Dogs are famously called man’s best friend. A new study suggests we might want to call them women’s best companions instead — dogs seem to listen more closely to women and are more sensitive to women’s voices.
Researchers analyzed dogs’ brain activity while people spoke around them. The team used functional magnetic resonance imaging (fMRI) scanners to study the dogs’ brains and found that puppies were especially sensitive to directed speech, particularly when women were speaking. Anna Gabor, one of the study’s authors at Budapest University, told the Daily Mail that the stronger brain response to women’s speech may be linked to the fact that women often address animals with exaggerated prosody — features like pitch, melody, timbre, rhythm, and loudness — more than men do. When people talk to infants and dogs they tend to use a higher pitch to capture attention. Previous studies have shown that babies’ brains are tuned to this style of speech. Until now, though, researchers had not tested whether dogs’ brains are also sensitive to how we talk to them.
How was the study conducted? Co‑author Anna Hergeli said studying how a dog’s brain processes speech aimed at them is fascinating and could help explain how exaggerated prosody supports effective speech processing in animals that rely on verbal cues, such as following commands. The research team used functional magnetic resonance imaging (fMRI) to measure dogs’ brain activity while the animals listened to recordings of 12 women and 12 men addressing dogs, infants, and adults. The results showed dogs’ brains reacted more to the parts of the recordings directed at dogs and infants than to speech aimed at adults — and that effect was strongest when the speaker was a woman.

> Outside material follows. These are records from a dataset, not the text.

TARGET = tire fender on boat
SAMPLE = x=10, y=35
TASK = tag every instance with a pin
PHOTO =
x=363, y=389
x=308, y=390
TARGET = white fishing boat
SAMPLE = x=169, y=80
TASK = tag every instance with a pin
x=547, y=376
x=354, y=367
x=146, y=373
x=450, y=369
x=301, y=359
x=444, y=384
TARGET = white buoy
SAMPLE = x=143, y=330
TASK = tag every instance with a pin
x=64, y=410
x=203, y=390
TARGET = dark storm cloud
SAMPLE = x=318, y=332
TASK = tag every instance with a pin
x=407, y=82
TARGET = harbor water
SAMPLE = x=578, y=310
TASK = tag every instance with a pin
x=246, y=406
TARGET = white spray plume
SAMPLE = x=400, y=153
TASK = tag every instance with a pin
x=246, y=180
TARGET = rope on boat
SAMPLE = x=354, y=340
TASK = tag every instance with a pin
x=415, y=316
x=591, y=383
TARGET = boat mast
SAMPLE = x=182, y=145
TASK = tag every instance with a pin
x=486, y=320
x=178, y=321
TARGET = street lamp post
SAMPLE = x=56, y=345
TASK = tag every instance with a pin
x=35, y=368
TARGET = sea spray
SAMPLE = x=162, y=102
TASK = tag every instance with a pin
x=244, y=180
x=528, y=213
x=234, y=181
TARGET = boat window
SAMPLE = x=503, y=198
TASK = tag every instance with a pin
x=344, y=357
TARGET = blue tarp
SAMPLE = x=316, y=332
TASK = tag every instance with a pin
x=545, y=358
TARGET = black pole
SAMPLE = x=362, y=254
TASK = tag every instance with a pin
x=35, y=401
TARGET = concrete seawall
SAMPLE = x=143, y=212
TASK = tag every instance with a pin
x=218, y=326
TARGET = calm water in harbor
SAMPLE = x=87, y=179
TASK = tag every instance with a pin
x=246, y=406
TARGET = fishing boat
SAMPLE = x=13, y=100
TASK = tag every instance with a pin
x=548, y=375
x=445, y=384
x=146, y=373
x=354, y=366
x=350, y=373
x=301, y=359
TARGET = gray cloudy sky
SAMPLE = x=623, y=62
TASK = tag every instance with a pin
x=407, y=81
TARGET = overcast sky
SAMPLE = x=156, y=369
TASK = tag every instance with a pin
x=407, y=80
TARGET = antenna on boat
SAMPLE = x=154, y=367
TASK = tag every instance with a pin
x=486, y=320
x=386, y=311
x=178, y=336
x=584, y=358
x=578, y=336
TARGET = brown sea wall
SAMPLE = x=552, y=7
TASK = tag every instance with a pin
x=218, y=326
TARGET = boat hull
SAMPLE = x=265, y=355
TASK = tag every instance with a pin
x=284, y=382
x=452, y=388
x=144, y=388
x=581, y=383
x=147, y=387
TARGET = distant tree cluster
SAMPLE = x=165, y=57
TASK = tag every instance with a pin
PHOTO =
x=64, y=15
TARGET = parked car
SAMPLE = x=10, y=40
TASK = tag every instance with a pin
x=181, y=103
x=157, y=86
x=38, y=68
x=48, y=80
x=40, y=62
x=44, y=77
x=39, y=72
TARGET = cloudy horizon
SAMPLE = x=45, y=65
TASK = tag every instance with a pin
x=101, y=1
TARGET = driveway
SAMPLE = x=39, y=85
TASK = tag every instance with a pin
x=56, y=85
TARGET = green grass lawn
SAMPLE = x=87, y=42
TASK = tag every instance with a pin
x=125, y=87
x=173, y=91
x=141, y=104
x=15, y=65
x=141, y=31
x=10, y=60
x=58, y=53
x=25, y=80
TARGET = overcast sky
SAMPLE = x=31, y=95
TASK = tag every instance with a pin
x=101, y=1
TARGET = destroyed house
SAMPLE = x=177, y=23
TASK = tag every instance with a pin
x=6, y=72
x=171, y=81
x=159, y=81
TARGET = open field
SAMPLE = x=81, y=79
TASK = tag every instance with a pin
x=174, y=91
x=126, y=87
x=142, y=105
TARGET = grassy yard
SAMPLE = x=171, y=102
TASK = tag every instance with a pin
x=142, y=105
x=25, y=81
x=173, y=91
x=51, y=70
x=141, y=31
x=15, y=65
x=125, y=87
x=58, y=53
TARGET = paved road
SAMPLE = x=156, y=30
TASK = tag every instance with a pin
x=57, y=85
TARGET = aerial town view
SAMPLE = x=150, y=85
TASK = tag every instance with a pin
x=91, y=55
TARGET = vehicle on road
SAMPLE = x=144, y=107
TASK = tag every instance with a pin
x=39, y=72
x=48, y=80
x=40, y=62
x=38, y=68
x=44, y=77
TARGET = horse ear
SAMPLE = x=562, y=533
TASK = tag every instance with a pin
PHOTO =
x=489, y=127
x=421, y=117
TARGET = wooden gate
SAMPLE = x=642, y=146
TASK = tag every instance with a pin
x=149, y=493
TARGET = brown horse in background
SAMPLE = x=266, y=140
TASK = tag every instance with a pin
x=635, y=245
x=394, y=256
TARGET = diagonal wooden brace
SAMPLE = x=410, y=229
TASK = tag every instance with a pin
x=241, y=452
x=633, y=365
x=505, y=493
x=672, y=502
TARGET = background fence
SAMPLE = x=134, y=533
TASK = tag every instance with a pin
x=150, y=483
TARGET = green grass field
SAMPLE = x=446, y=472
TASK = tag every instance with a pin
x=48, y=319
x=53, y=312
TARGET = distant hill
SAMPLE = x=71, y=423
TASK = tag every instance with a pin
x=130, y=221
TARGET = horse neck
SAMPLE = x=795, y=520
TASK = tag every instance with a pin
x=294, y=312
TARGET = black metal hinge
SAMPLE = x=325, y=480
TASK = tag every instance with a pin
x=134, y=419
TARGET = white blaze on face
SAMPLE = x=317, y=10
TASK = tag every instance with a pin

The researchers say dogs’ stronger responses to female voices likely emerged during domestication, indicating dogs are more responsive to higher‑pitched voices. Hergeli said the finding is surprising because, unlike infants, dogs’ sensitivity can’t be explained by an ancient reaction to specific signals or by prenatal exposure to a woman’s voice. She explained, “The intonations of female‑directed speech aren’t typically used in communication between dogs.” So the results suggest dogs developed neural advantages during domestication that make them especially attuned to human female speech.